Legal Question in Business Law in Oregon

Ex-Director Fiduciary et al obligations

In 2 parts:

1) Does an Ex-Director (resigned) of a corporation retain, possibly indefinitely, a fiduciary and fidelity obligation to the company? Are they prohibited (and/or potentially exposed to lawsuit) from doing anything that harms the company shareholders?

2) If a director claims that other members of the BOD were engaging in malfeasance, and indeed that is why he claims to have resigned, did he have a responsibility to make his concerns public, such as by an open letter to shareholders? If he does have such a responsibilty, is it fulfilled by filing an SEC complaint? Since the SEC did nothing about it, the shareholders remained entirely unaware of the misdeeds the director alleged. That is, he left the sharholders to dangle.

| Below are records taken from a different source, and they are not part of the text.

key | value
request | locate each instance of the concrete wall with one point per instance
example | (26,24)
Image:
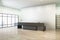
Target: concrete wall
(10,11)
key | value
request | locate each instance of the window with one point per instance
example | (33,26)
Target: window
(8,20)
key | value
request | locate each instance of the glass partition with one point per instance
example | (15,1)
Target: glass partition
(8,20)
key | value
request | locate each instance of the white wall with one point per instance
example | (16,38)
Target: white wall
(10,11)
(44,14)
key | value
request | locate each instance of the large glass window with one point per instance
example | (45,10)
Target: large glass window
(8,20)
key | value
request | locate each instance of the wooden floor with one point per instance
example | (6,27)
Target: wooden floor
(20,34)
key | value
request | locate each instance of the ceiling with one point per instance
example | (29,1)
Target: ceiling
(24,3)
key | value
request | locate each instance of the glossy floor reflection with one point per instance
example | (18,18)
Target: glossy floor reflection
(19,34)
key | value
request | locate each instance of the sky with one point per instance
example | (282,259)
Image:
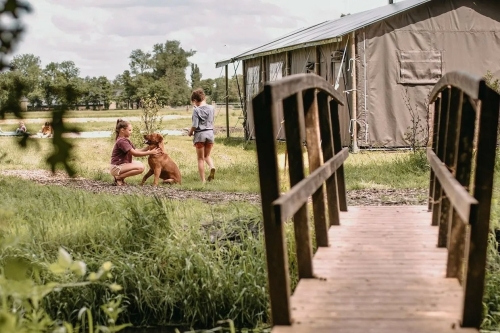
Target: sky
(99,35)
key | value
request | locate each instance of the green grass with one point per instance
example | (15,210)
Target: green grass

The company is incorporated in OR, but I am hoping this consistent in the U.S.


Asked on 6/25/08, 5:44 pm

1 Answer from Attorneys

Re: Ex-Director Fiduciary et al obligations

If you were a director of a public company, you need to make sure you are in compliance with Sarbanes Oxley. Some provision apply to companies that are not publicly traded but have a certain number of shareholders.

I suggest you contact an attorney immediately and discuss your reasons for resignation and make sure you have complied with Federal Law.

As to the Oregon rules and regulations that may or not have additional duties. I am not an Oregon attorney and therefore cannot tell you the answer from memory or experience.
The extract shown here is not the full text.